Lord Of The Rings Comes to Iceland: Eco-Protesters Say New Road Will Destroy Elves Natural Habitat

"Lord of the Rings" series author J.R.R. Tolkien wasn't the only one who had a thing for elves.

Environmentalists in Iceland are protesting the construction of a new road that would require the destruction of volcanic rock on the Álftanes peninsula, Live Science reported Tuesday. Protesters say building the road through the rock, located near the capital Reykjavik, would damage the homes of the elves who make the rocks their home.

Environmentalist groups like Friends of Lava have been stymieing efforts to build the highway for the last several months, often brining hundreds of people to stand in front of the bulldozers, the Associated Press reported last December.

The area of volcanic rock is especially important because it is the location of an elf church.

"It will be a terrible loss and damaging both for the elf world and for us humans," Ragnhildur Jonsdottir, a "seer" who says she can telepathically communicate with elves, told the AP.

Elves, or the "hidden folk," are an integral part of Icelandic culture and lore. To Icelanders, elves are a part of the land, living in a world separate from humans and worthy of respect.

"To the Icelanders, the land was never just an accumulation of inanimate matter- a pile of stones here, a patch of earth there- but a living entity by itself," folklorists May and Hallberg Hallmundsson wrote in 1987, according to Live Science.

A significant amount of Iceland's 320,000 population still believe elves exist. A 2007 survey conducted by the University of Iceland found that of the 1,000 participants, 62 percent said they think its possible that elves are real, the AP reported.

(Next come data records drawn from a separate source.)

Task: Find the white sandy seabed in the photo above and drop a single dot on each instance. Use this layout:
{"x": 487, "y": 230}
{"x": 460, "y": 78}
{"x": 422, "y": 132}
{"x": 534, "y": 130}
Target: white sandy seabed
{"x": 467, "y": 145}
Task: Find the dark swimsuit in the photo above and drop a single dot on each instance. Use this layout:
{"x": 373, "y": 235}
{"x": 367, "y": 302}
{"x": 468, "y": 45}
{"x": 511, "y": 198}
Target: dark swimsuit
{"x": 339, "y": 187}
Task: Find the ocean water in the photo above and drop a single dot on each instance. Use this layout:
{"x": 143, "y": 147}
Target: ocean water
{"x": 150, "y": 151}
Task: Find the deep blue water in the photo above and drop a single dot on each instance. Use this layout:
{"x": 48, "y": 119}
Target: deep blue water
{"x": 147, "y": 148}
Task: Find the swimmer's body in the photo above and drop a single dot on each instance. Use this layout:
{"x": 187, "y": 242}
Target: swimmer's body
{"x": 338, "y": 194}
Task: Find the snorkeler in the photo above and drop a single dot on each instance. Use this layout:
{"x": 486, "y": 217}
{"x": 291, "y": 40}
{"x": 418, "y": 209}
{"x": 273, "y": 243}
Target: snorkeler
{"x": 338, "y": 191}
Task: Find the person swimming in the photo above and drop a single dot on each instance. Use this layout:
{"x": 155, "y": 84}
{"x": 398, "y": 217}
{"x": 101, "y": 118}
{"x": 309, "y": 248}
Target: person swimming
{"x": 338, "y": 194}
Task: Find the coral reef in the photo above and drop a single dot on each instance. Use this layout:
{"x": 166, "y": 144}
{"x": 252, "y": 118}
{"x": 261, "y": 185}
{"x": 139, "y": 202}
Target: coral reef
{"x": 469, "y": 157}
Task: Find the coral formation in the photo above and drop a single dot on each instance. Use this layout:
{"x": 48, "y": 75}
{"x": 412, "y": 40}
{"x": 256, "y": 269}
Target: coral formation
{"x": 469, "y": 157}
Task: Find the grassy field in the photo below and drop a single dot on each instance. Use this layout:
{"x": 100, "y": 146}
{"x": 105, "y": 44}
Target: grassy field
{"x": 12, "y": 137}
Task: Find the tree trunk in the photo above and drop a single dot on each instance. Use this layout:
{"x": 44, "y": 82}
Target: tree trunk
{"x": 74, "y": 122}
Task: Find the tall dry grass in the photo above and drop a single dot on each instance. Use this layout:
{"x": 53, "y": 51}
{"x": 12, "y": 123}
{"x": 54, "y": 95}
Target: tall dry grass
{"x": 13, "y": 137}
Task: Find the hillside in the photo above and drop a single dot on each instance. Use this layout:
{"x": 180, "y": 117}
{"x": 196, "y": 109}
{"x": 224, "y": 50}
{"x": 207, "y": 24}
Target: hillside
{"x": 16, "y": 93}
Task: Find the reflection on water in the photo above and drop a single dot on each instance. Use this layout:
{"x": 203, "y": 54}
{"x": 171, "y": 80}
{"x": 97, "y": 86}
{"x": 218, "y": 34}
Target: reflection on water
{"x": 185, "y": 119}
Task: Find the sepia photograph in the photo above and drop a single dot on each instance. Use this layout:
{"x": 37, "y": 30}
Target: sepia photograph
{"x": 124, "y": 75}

Terry Gunnell, a University of Iceland folklore professor, told the AP he isn't shocked by the widespread belief in elves.

"This is a land where your house can be destroyed by something you can't see (earthquakes), where the wind can knock you off your feet, where the smell of sulfur from your taps tells you there is invisible fire not far below your feet," Gunnel told the AP, "and where hot springs and glaciers talk."

There have also been similar protests in other parts of the world, particularly in the 90's in Great Britain that involved fairies, Live Science reported.

"Fairies have inspired a counter-cultural movement," folklorist Andy Lechter wrote in 2001, according to Live Science. "The culture adopted an important fairy mythology which placed protestors within an almost fairytale like struggle between the benevolent forces of nature and a tyrannical and destructive humanity."